At home, the cultural blurriness was a blessing in disguise. Especially in the kitchen. Sure, I ate my fair share of “normal” stuff, like kid-friendly peanut butter sandwiches, chicken noodle soup and boxed mac and cheese. But then again, I also thought stirfried pasta was a thing. And thank goodness my Asian mum insisted on cooking pasta in her beloved wok. Because wok-fried pasta is bomb.
I’m tapping into that half-Asian side with today’s recipe. It’s based off a classic pad thai, which was a dish I first learned to cook while traveling in Thailand. Although, I know you’re not here to just read about another standard pad thai recipe, so I made some “new school” modifications. The big difference here is a serious switch-up when it comes to the noodles. Spaghetti squash anyone? Oh and we’re pressing pause on the meat / eggs (yup, this one’s vegan).
I’m assuming most of you already know all about the wonders of spaghetti squash. Bake it in the oven - and then with the simple scrape of a fork, you have “noodles”. It’s kinda like... magic! And besides the fun scooping part, they’re also delicious, healthy and easy to prepare.

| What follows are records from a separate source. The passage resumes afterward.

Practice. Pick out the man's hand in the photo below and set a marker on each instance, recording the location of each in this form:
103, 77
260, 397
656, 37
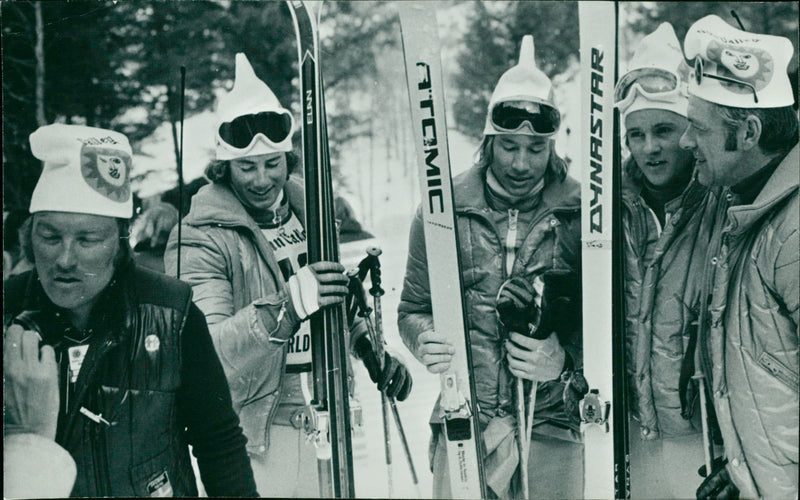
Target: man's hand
152, 228
393, 379
517, 306
434, 351
30, 391
317, 285
534, 359
718, 484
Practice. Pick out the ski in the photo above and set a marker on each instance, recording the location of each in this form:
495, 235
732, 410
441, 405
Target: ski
458, 400
603, 412
329, 337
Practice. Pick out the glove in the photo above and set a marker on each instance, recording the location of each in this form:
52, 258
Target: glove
30, 388
575, 388
518, 305
317, 285
718, 484
394, 379
533, 359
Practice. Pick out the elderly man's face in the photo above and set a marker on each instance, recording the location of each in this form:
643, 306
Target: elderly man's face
74, 256
705, 138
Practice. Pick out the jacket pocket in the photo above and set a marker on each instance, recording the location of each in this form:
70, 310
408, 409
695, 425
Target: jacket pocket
155, 477
779, 370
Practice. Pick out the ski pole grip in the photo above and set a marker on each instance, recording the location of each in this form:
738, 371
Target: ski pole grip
356, 291
375, 271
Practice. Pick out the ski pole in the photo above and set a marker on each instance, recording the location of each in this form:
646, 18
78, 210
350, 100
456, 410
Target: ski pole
522, 439
371, 264
708, 447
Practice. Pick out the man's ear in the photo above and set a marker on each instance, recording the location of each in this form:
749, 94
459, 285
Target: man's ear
750, 132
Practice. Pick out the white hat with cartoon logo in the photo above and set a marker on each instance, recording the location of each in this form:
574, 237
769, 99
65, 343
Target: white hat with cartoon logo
522, 101
250, 119
86, 170
736, 68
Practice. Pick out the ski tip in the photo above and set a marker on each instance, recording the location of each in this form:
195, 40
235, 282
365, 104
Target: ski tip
526, 57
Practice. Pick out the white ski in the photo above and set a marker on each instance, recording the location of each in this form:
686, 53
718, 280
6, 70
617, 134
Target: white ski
602, 411
426, 93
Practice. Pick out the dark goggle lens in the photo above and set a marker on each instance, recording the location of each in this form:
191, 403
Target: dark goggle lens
698, 70
653, 82
240, 132
510, 117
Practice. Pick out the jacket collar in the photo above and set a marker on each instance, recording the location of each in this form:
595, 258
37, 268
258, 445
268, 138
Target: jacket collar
216, 204
783, 183
469, 193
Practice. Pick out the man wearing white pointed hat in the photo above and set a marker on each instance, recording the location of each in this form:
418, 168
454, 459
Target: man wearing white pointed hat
243, 251
138, 379
743, 133
518, 218
662, 220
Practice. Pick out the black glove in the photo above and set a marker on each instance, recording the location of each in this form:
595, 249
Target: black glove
516, 305
718, 484
394, 379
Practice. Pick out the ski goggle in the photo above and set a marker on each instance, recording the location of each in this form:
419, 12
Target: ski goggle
511, 116
241, 132
699, 74
652, 83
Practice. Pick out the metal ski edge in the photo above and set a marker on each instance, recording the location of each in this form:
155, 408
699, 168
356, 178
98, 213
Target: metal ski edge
331, 393
423, 72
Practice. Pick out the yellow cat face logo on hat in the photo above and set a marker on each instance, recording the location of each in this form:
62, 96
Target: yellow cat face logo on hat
106, 171
747, 64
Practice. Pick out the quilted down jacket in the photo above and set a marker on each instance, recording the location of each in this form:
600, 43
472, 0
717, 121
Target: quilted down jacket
750, 333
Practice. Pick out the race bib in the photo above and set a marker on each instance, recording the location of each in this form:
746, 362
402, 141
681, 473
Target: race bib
298, 350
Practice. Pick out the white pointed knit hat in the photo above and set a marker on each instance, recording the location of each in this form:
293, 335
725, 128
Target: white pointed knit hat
523, 83
658, 55
736, 68
86, 170
249, 97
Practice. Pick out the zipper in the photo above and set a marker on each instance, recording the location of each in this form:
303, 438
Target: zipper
511, 239
87, 372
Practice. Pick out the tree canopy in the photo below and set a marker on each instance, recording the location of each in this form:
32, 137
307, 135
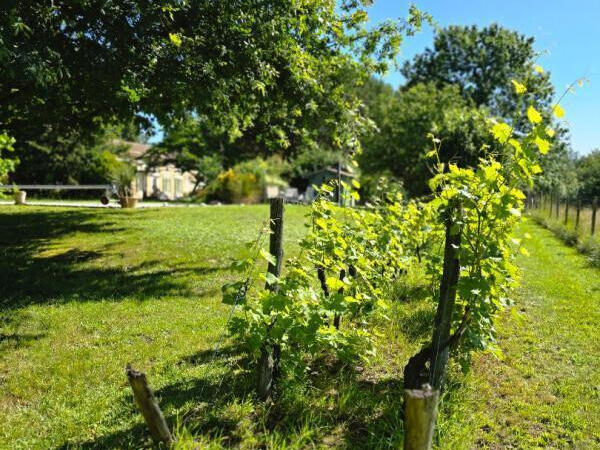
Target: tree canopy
482, 62
272, 70
469, 74
400, 146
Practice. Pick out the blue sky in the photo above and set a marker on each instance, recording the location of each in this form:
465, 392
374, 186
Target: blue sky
567, 31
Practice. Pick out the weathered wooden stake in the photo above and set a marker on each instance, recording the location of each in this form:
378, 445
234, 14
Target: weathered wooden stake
420, 412
594, 210
443, 317
159, 430
270, 354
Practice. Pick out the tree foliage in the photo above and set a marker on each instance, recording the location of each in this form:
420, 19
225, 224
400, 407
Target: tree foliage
274, 71
588, 173
400, 145
482, 62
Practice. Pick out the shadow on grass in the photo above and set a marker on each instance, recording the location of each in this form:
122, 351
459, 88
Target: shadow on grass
27, 276
340, 406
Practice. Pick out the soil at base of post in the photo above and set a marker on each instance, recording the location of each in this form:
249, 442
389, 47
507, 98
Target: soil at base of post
420, 412
144, 397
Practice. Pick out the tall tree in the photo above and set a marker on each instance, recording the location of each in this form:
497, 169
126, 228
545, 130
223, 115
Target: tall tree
588, 173
482, 62
275, 70
399, 147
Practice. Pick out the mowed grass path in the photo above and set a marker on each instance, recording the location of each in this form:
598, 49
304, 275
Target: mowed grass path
83, 292
545, 393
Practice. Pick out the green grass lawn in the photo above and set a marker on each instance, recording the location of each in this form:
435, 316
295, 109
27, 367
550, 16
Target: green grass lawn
84, 292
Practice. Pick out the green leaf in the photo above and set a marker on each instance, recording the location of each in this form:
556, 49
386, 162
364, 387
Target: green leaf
175, 39
334, 283
270, 279
542, 144
558, 111
533, 115
501, 132
268, 257
519, 88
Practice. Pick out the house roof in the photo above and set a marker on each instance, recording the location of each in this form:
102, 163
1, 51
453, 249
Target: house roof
135, 150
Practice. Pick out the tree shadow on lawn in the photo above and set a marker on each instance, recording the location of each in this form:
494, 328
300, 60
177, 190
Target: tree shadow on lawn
341, 407
28, 278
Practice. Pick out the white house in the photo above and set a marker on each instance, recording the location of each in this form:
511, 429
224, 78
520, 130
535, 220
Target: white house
165, 182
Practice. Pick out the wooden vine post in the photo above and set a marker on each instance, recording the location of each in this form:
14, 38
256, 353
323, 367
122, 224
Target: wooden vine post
153, 416
420, 413
270, 354
443, 317
594, 210
421, 404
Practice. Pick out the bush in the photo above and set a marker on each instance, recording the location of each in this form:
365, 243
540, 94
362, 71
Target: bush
245, 182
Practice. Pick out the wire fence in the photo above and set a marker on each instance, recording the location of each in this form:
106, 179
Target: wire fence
575, 214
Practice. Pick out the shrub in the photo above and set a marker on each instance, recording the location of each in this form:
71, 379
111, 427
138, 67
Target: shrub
245, 182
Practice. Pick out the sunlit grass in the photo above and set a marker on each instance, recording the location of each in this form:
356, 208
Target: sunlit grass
86, 291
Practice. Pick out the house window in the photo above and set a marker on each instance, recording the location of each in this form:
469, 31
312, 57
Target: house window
166, 185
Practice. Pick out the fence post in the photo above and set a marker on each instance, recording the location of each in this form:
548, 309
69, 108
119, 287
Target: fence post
420, 411
443, 317
144, 397
594, 209
270, 355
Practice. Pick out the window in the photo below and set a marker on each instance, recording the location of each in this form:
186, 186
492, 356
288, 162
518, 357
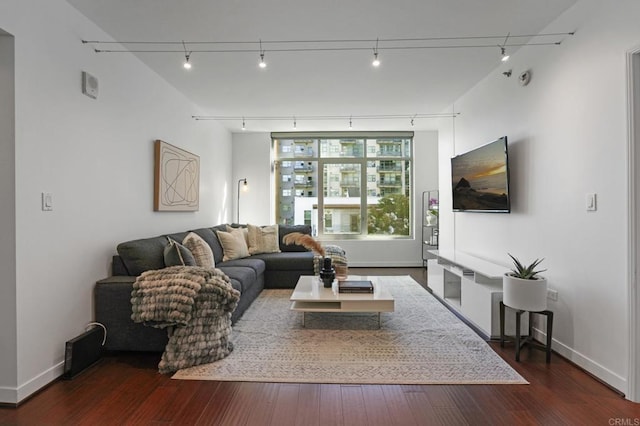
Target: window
359, 184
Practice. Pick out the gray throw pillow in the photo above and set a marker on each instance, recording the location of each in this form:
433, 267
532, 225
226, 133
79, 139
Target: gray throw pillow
175, 254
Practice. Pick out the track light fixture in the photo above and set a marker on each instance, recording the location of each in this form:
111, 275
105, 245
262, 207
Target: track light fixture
376, 61
503, 52
338, 45
187, 55
377, 117
505, 57
262, 63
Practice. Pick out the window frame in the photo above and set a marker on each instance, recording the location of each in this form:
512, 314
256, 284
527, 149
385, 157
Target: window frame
364, 160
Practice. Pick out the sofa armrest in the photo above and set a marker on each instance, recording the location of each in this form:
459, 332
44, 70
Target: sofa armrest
112, 298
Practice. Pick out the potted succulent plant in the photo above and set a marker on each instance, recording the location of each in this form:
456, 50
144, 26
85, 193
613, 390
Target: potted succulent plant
523, 288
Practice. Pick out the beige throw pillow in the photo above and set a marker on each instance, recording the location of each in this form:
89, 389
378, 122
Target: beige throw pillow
263, 239
244, 230
233, 244
200, 250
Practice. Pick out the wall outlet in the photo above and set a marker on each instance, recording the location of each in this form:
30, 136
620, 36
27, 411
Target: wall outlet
47, 201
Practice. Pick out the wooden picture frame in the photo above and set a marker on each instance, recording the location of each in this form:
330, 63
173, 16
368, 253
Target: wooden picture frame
176, 179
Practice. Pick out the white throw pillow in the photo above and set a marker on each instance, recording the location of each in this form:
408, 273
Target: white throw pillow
200, 250
233, 244
263, 239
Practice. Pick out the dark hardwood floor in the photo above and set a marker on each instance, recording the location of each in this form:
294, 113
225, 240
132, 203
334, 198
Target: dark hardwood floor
127, 389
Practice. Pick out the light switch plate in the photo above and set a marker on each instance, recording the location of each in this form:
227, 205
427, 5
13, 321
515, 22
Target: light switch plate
47, 201
591, 202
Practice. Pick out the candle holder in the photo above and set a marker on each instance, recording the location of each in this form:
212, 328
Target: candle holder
327, 274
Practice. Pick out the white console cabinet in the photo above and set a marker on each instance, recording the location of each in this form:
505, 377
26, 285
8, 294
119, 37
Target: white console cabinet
472, 287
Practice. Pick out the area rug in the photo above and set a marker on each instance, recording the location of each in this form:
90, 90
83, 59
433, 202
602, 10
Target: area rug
420, 343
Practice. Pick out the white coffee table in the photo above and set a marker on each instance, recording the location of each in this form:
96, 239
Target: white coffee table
310, 295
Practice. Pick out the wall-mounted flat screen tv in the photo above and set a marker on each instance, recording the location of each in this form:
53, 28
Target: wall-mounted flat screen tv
480, 179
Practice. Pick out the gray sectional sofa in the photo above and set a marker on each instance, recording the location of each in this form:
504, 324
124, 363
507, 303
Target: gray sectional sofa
249, 275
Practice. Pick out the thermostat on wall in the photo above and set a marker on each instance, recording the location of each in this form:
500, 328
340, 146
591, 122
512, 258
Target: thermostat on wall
89, 85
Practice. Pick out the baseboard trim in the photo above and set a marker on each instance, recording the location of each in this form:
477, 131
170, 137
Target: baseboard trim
8, 396
14, 396
590, 366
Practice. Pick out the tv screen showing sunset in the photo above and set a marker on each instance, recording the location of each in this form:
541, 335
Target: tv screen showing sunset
479, 179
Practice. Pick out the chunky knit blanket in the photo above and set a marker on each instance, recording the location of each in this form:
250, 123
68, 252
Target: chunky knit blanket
195, 305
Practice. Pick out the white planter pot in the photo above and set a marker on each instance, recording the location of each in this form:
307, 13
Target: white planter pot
527, 295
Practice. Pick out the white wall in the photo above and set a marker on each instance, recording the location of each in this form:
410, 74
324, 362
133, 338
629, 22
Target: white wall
567, 135
8, 338
96, 157
251, 159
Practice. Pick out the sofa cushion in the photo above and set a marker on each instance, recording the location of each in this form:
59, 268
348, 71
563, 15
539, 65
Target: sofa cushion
209, 235
287, 229
233, 244
143, 255
175, 254
292, 261
245, 275
263, 239
257, 265
200, 249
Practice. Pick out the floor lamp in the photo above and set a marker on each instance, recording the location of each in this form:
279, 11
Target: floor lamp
245, 187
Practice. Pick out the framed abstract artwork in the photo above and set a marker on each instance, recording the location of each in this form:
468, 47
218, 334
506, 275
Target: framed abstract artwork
177, 179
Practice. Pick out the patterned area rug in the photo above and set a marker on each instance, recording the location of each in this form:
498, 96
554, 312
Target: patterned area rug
420, 343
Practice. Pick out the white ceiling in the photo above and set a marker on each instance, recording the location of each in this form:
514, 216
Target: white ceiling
325, 83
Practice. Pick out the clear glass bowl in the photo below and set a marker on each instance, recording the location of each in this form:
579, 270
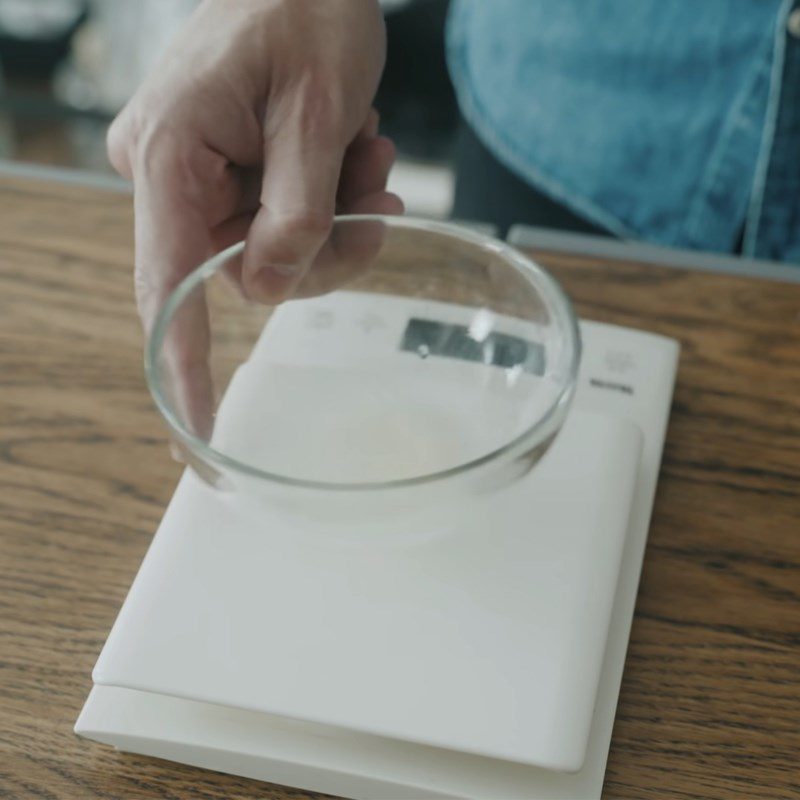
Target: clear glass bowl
420, 359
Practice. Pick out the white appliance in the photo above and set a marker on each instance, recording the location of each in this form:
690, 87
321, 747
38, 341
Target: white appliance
481, 665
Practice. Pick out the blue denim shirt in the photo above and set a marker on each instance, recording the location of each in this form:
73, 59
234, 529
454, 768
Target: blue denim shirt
676, 121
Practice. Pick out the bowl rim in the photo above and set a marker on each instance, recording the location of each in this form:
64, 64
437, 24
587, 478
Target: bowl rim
556, 301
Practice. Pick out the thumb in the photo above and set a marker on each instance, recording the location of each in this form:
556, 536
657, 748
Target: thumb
302, 162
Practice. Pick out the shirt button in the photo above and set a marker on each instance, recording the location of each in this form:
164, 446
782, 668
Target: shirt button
793, 24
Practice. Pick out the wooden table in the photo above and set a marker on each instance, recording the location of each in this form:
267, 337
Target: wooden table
710, 702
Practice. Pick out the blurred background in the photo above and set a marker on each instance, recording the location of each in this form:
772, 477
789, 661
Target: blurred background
67, 67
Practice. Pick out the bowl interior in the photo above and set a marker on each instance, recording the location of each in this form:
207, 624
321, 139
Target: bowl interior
413, 351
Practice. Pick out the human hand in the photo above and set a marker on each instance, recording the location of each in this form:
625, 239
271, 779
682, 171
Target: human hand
257, 124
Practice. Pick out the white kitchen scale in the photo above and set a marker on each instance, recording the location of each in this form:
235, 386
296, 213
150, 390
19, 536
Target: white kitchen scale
484, 664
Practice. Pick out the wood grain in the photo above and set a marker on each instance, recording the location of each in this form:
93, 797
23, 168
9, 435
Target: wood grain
710, 702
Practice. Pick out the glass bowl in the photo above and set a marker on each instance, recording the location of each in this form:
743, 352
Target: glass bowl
416, 360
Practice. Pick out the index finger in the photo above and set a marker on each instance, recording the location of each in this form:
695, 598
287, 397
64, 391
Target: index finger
172, 239
303, 156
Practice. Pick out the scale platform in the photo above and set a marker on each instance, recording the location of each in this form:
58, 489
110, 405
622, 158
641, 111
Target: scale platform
480, 665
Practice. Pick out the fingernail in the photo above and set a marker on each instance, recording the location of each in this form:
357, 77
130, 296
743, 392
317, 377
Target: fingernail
285, 270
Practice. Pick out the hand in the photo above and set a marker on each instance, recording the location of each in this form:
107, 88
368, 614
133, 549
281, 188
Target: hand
257, 124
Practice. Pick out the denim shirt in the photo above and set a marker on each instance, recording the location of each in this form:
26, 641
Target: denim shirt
676, 121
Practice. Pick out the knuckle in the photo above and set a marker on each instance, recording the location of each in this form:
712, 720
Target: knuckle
304, 225
120, 142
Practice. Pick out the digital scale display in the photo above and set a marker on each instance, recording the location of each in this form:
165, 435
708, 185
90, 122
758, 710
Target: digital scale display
432, 338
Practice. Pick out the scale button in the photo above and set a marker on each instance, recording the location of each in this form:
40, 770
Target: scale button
371, 322
620, 362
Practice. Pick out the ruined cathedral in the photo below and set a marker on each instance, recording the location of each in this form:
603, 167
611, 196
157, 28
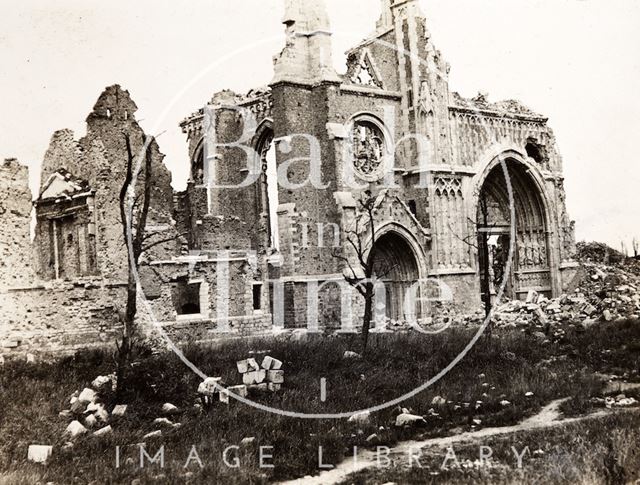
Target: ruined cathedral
467, 195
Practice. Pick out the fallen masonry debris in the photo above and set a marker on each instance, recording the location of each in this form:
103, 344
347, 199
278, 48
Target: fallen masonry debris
265, 377
39, 453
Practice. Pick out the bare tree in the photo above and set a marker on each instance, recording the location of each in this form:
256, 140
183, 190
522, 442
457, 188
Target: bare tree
362, 276
480, 242
134, 213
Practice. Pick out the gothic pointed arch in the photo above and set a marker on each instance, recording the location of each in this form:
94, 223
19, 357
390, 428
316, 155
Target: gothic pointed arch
512, 218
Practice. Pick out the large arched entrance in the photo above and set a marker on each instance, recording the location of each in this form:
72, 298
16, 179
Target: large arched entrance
395, 264
530, 268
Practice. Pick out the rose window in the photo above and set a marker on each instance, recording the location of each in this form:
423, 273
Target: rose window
368, 148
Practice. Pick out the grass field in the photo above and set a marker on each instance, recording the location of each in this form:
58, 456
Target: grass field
509, 366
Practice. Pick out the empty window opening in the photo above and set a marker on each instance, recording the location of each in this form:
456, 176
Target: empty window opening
413, 207
535, 151
257, 297
186, 298
270, 200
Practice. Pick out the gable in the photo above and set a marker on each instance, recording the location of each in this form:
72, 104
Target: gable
62, 185
363, 70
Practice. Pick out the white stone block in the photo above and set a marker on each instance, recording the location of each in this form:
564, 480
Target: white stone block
247, 365
100, 382
241, 390
119, 410
270, 363
39, 453
360, 418
273, 387
405, 419
169, 408
90, 421
103, 431
208, 386
75, 428
87, 395
254, 377
275, 376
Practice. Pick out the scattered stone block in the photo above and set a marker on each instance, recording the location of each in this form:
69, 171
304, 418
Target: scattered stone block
269, 363
373, 439
91, 407
255, 377
87, 395
275, 376
119, 410
247, 365
405, 419
90, 421
532, 296
75, 428
240, 390
273, 387
101, 414
103, 431
77, 406
39, 453
100, 382
541, 316
168, 408
360, 418
163, 422
210, 386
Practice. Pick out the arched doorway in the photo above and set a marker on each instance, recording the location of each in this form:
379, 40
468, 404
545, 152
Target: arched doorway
267, 187
395, 264
530, 269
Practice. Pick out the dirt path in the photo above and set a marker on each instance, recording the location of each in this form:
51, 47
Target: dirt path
548, 417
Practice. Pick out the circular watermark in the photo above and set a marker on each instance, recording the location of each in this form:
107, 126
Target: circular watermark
502, 159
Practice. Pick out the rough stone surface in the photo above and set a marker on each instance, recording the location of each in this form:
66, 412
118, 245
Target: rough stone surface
39, 453
63, 291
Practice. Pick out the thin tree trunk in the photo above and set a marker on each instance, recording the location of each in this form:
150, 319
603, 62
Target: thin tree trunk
368, 315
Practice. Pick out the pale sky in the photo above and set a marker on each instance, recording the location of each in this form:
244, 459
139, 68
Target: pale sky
576, 61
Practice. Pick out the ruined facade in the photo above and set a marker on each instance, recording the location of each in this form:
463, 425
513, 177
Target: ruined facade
459, 185
443, 204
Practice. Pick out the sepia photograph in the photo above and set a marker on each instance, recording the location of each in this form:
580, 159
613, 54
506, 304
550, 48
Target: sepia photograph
318, 242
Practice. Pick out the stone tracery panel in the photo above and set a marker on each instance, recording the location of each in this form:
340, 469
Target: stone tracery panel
453, 250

In the spirit of full transparency, I’m not going to try and convince you that spaghetti squash noodles are exactly like the real thing. They’re not. That said, spaghetti squash is a great substitute for noodles when you want to be a little healthier and the sauce is the real star of the show.
Spaghetti squash noodles are definitely not “authentic” when it comes to pad thai, but this sauce makes the dish taste like the real deal. It’s only four ingredients, but when combined together it’s a total flavor bomb. The key to a good pad thai sauce is tamarind paste. Tamarind is a tree that grows a pod-like fruit. It has both a sweet and tart flavor, which makes it surprisingly hard to replicate. Honestly, I haven’t yet met a tamarind-free version of pad thai that I’ve liked, so I highly recommend you hop on over to an Asian grocery store and pick some up for yourself. You definitely won’t regret it. And while you’re there, pick up some cans of coconut milk and jackfruit while you’re at it.
Besides the tamarind, the rest of this dish is easy to pull together. The squash roasts while you bake the tofu. The oven makes the tofu super super crispy without deep-frying. And while those are baking, you’ll pre-cook your veggies in a hot wok or cast iron pan. Once your “noodles” are done, give everything a quick toss with the sauce and it’s a done deal! Top with chopped peanuts, cilantro and fresh lime slices - and serve warm.